Il rischio grosso è che, a furia di estromettere i contenuti dalle discussioni politiche, concentrate tutte su questioni tattiche, si perda (forse si è già persa) la capacità di elaborarli, questi contenuti. E non bastano certo i cento tavoli alla Leopolda per creare circolazione di idee. Una latitanza di contenuti che diventa lampante leggendo i titoli delle quattro mozioni presentate dai quattro candidati alla segreteria del Pd: titoli quasi perfettamente interscambiabili fra loro, che di sinistra hanno poco o nulla, talmente generici da essere completamente vuoti.

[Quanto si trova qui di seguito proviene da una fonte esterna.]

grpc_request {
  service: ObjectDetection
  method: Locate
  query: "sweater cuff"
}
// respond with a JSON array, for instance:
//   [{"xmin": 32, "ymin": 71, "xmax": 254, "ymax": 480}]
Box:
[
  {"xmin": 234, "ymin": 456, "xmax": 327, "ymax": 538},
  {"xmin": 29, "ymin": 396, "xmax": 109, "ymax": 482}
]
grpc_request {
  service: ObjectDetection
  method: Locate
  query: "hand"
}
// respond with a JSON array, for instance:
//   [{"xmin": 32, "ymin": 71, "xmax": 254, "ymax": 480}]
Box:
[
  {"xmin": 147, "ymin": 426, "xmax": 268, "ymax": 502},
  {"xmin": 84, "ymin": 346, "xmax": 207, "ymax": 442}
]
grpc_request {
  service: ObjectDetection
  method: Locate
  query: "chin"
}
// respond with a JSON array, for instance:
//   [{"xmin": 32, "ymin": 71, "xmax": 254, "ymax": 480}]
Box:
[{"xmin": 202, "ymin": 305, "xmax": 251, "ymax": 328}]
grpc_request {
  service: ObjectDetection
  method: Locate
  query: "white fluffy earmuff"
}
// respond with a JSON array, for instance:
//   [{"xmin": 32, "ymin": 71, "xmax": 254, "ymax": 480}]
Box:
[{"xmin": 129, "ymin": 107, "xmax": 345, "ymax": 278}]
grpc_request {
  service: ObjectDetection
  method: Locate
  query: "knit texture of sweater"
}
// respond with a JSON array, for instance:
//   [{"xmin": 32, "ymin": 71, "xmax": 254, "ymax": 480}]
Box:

Certo, poi nei documenti alcuni contenuti ci sono, ma l’incapacità di sintetizzarli in “etichette” definite è sintomatico. Quasi che una identità precisa, anche quando la si ha, si preferisse non rivelarla subito, per non rischiare di essere “divisisi”, di rendersi immediatamente invisi – fin dal titolo – a una porzione di militanti. E dunque “cambiamento, futuro, dignità, speranza” sono le parole che ricorrono nei titoli delle quattro mozioni, e si potrebbero assegnare a sorteggio.
Renzi vincerà quasi certamente le primarie, ma il rischio che corre è di vincere senza convincere, di attirare molti voti di persone che di Renzi non condividono nulla, ma che lo sosterranno perché pensano che sia l’unico in grado di battere finalmente la destra. Come gestire questo pacchetto molto consistente di renziani-loro-malgrado sarà un bel grattacapo per il sindaco di Firenze. Si dirà: ma Berlusconi è riuscito a tenere insieme l’impossibile in questi vent’anni. Ma l’elettore di sinistra è più esigente e difficilmente darà carta bianca al leader. A meno che vent’anni di berlusconismo ne abbiano cambiato il dna.